Once the new governments are in place, the first order of business is to recoup godfather funds used to buy office, the N750 million Ndudi Elumelu scandal being only the most recent in the political corruption timeline. These are the ineluctable facts of the Nigerian political economy, and we must devise a system to protect the budgeted billions from the reach of larcenous government officials and contractors alike. Nothing less than a Corporate Corruption Act will do. Such an Act will function as a BribeCode that shuts down the gravy train by: 

  • Punishing companies convicted of the offence of bribery above a threshold of say, a million naira, with the strict penalty of liquidation.
  • Protecting informants/whistle blowers and incentivizing/compensating them with a payment of 1% of the assets of the liquidated company.
  • Destroying the culture of political patronage and godfatherism by making it possible for any of Nigeria ‘s 37 Attorneys General to bring suit for the liquidation of a company convicted of a serious corruption offence. 
  • Affording robust protection from victimization by innocent companies, while achieving all the above.

 The knock-on effect of adopting the Bribecode is that much of the N6.87 trillion that is stolen from Nigeria every year  will no longer happen. The AU’s Thabo Mbeki High Level Panel on Illicit Financial Flows from Africa reports that most of the illicit flows from Africa occurs in Nigeria and is occasioned by private sector corruption, tax evasion, and illegal transfer of profits abroad by multinationals.

These transfers are usually effected by the routine bribery and subversion of public officers. With the Bribecode in force such transactions will no longer make balance-sheet sense and should largely disappear, not by the recruitment of saints for public offices, or by the draconian jailing or execution of public officers, but the expedient of legal and fiscal engineering.

An economy with a cash infusion in the order of N6 trillion annually can create a lot of domestic jobs without risking hyper inflation and uncontrolled currency devaluation. This is the systemic change that will not only prepare Nigeria for the proposals of the Ashiwaju, but may make them completely unnecessary.

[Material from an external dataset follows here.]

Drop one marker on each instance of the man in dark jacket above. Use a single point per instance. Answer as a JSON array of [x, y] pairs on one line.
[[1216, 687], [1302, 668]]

Yet, this is not a change that will come from a professional political class fully invested in political corruption. It is a change that can only be inspired by people who are sick and tired of Politics as Usual. In his article, the Ashiwaju says the right things as a champion of the masses, but it will amount to political posturing if the elephant in the room is not called out.

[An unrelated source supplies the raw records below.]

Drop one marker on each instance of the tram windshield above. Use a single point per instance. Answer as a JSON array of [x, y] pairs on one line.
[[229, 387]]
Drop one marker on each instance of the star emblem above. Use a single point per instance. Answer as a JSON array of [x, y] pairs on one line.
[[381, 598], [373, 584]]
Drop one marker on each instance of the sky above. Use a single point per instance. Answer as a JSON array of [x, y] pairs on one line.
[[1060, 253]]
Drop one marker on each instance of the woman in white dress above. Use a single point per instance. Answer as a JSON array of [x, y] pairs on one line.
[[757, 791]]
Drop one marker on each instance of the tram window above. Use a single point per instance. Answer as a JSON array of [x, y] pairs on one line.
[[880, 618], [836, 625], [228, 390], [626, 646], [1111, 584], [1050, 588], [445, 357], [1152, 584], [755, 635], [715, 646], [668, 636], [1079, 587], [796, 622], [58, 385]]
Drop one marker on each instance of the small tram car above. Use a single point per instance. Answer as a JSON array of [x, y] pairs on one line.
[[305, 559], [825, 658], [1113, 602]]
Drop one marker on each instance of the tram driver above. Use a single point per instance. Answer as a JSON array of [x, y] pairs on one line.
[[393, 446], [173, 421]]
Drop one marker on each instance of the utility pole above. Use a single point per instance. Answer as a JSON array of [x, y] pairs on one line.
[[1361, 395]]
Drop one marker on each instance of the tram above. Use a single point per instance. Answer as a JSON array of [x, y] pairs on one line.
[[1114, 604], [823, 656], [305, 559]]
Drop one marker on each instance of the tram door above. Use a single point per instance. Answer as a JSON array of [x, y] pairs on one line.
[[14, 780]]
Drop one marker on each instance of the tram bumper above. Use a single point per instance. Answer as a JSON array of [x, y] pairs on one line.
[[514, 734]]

That elephant is Political Corruption. I urge him – and all other Nigerians – therefore to support the Bribecode. A doubling of the naira in circulation will not help Nigeria . A bullet in the head of Grand Corruption will. We earned about N6.8 trillion in oil revenues in 2012. How about earning a further N6.87 trillion in 2016, merely by tackling corruption with the Bribecode. We should not mortgage our house to dig a new well closer home, when we can simply replace our leaking basket with a bucket. When I speak of a common sense revolution, that is what I mean.